A two-camera brand film with Patrice Banks, founder of Girls Auto Clinic. Filmed in Philadelphia with The Female Quotient for its Breaking the Mold series.

A founder story as real as the shop it was set in, with the engineer who built the repair experience she could never find.
Girls Auto Clinic is a full-service repair center in the Philadelphia area, staffed by women mechanics, that opened in 2017 after Patrice spent years teaching herself the trade. The film sits inside Breaking the Mold, The Female Quotient's series on women who built something the industry said could not exist. Presented by American Express and Delta, the brief was simple to say and harder to do. Let Patrice talk, capture the space, and show what the place feels like when you walk through the door.

Capture a working repair shop without staging it into something it is not.
A real garage is loud, tight, and full of hardware, which fights clean audio and controlled light. We needed the bay to read cinematic while still reading true. Patrice has told her story on TIME, NPR, Good Morning America, and PBS, so the bar was a version that felt like her and not a spokesperson.

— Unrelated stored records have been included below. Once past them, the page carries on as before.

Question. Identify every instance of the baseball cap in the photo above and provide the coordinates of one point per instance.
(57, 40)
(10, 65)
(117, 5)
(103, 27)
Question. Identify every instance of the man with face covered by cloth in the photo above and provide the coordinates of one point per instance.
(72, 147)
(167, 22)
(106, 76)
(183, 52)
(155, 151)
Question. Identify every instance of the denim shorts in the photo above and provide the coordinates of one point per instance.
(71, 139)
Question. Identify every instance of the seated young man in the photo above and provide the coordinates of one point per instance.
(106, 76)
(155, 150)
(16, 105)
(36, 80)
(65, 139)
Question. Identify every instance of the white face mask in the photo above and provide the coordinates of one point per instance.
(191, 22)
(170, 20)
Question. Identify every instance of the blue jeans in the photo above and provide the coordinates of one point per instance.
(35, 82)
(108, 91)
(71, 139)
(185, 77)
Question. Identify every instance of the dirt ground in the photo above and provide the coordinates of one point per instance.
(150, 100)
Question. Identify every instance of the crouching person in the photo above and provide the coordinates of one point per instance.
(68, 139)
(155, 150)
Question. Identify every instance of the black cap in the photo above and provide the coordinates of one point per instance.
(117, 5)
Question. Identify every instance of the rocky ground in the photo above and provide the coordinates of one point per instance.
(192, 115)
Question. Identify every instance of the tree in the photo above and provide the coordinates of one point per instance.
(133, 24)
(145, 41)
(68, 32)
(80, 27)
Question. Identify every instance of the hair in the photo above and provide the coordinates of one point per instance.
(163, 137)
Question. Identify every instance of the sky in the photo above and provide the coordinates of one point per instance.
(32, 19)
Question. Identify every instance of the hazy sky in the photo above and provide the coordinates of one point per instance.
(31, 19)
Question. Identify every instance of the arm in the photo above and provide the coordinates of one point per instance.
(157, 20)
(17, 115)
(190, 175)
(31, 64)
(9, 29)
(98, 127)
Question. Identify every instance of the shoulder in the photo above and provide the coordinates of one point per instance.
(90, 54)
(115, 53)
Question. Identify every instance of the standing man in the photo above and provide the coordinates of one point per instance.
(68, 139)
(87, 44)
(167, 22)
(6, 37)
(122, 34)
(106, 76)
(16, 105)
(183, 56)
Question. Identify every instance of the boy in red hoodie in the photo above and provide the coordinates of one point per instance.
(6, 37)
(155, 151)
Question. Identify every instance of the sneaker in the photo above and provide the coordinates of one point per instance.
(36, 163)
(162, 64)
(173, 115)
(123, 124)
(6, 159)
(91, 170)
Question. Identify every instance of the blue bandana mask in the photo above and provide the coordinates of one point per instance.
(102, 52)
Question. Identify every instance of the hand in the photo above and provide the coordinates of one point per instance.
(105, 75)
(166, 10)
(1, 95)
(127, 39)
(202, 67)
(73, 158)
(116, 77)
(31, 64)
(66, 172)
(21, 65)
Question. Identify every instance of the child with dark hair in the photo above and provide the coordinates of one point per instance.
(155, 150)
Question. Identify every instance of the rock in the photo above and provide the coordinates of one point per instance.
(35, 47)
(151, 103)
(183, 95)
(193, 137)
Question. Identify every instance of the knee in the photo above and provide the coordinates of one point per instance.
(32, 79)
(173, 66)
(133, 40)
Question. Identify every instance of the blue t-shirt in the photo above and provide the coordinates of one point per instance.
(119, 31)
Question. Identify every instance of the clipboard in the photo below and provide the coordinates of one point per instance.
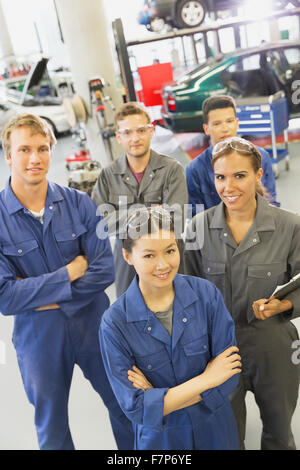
(281, 291)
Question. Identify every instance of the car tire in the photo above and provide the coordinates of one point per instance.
(190, 14)
(157, 25)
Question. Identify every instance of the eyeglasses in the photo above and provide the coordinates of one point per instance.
(236, 143)
(142, 215)
(141, 130)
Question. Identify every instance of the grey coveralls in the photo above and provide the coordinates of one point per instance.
(268, 256)
(163, 183)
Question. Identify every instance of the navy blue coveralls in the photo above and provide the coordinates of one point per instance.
(202, 328)
(49, 343)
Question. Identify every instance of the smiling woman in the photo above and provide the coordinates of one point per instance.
(178, 399)
(247, 248)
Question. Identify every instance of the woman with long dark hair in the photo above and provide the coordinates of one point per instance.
(168, 346)
(247, 247)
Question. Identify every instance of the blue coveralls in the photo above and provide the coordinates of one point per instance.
(201, 180)
(202, 328)
(49, 343)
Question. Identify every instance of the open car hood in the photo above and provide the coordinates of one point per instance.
(34, 77)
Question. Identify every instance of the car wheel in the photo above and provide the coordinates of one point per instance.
(157, 25)
(190, 13)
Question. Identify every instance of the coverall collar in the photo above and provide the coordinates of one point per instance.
(136, 308)
(121, 166)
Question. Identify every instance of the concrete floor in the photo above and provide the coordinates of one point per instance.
(89, 422)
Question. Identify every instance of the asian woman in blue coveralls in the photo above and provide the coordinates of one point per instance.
(169, 347)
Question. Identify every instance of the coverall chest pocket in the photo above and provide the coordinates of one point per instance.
(156, 367)
(215, 272)
(153, 198)
(121, 201)
(264, 278)
(197, 354)
(22, 255)
(69, 241)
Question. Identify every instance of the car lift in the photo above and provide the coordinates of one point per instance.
(122, 51)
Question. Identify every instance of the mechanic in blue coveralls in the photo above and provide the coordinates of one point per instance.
(220, 122)
(169, 346)
(53, 273)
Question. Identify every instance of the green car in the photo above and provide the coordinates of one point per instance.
(257, 71)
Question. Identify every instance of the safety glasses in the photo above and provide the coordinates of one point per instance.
(141, 216)
(140, 131)
(235, 143)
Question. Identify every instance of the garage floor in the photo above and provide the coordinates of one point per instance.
(89, 422)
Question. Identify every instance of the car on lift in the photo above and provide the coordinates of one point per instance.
(186, 13)
(37, 96)
(258, 71)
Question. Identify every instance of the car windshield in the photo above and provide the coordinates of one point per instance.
(201, 70)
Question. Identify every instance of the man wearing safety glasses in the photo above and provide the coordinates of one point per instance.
(220, 123)
(140, 176)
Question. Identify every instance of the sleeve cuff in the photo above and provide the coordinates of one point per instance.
(154, 406)
(212, 399)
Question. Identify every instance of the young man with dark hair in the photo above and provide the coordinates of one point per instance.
(220, 122)
(140, 176)
(53, 273)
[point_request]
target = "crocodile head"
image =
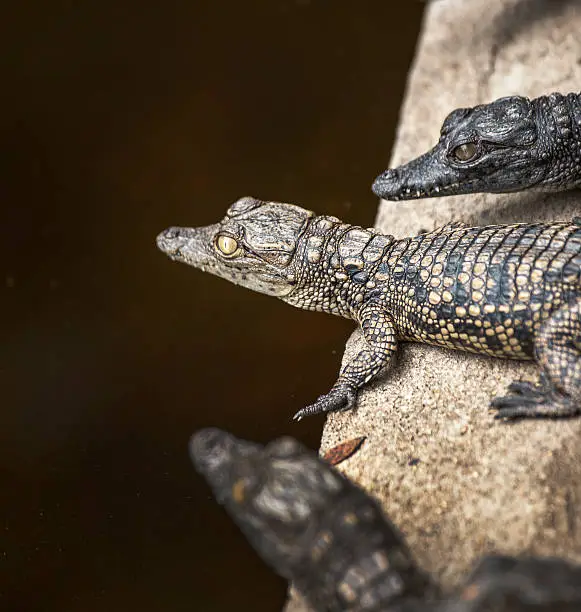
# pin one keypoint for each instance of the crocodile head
(252, 246)
(489, 148)
(274, 493)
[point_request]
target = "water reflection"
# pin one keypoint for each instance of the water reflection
(121, 119)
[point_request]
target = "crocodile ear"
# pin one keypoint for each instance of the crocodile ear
(508, 121)
(243, 205)
(453, 119)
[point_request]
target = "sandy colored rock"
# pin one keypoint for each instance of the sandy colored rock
(456, 482)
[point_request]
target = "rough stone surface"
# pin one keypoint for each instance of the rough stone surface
(479, 485)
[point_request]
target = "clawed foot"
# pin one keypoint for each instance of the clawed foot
(339, 398)
(533, 400)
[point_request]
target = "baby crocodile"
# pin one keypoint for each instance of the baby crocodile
(322, 532)
(511, 291)
(309, 523)
(511, 144)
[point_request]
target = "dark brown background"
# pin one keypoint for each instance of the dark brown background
(117, 120)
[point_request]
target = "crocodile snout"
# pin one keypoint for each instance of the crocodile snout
(386, 184)
(170, 240)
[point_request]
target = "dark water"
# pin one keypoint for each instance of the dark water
(119, 119)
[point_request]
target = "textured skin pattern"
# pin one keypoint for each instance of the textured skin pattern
(511, 144)
(309, 523)
(509, 291)
(508, 584)
(326, 535)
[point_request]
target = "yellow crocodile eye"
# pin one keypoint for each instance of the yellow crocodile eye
(465, 152)
(227, 245)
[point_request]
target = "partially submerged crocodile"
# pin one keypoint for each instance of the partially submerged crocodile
(511, 144)
(317, 529)
(511, 291)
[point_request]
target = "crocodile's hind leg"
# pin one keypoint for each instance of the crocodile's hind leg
(558, 353)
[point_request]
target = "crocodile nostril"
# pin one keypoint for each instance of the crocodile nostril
(172, 233)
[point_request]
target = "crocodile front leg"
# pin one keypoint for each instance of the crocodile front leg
(558, 352)
(379, 334)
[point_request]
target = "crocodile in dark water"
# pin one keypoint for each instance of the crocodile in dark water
(511, 291)
(317, 529)
(511, 144)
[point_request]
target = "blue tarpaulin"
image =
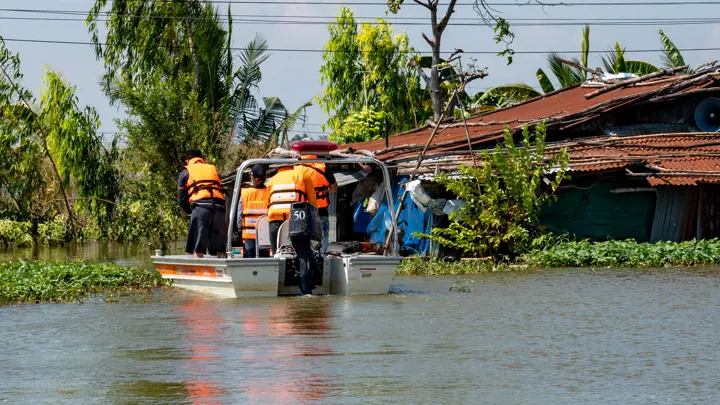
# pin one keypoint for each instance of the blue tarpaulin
(411, 220)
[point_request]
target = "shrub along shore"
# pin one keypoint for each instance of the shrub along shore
(578, 254)
(27, 282)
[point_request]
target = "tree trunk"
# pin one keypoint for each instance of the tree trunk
(434, 74)
(196, 63)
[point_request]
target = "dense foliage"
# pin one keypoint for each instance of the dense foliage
(503, 196)
(52, 144)
(627, 253)
(23, 282)
(421, 267)
(370, 61)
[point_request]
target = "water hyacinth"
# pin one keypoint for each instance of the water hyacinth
(24, 282)
(627, 253)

The last piece was length. The cut had to hold attention without flattening a story that deserves room to breathe.

We filmed on location, two cameras, and let Patrice carry a six-minute film.
Full lighting and audio made the shop feel real instead of staged. Patrice sat in her element, tools on the wall behind her, cars in the bay, the kind of frame where the background tells half the story before anyone says a word. We captured b-roll through the shop, the signage, the team, and the small details that separate this place from every other repair center you have driven past. In post, we cut to The Female Quotient brand standards with subtitles, lower thirds, and a branded end card, then built five vertical cuts so the story travels across social.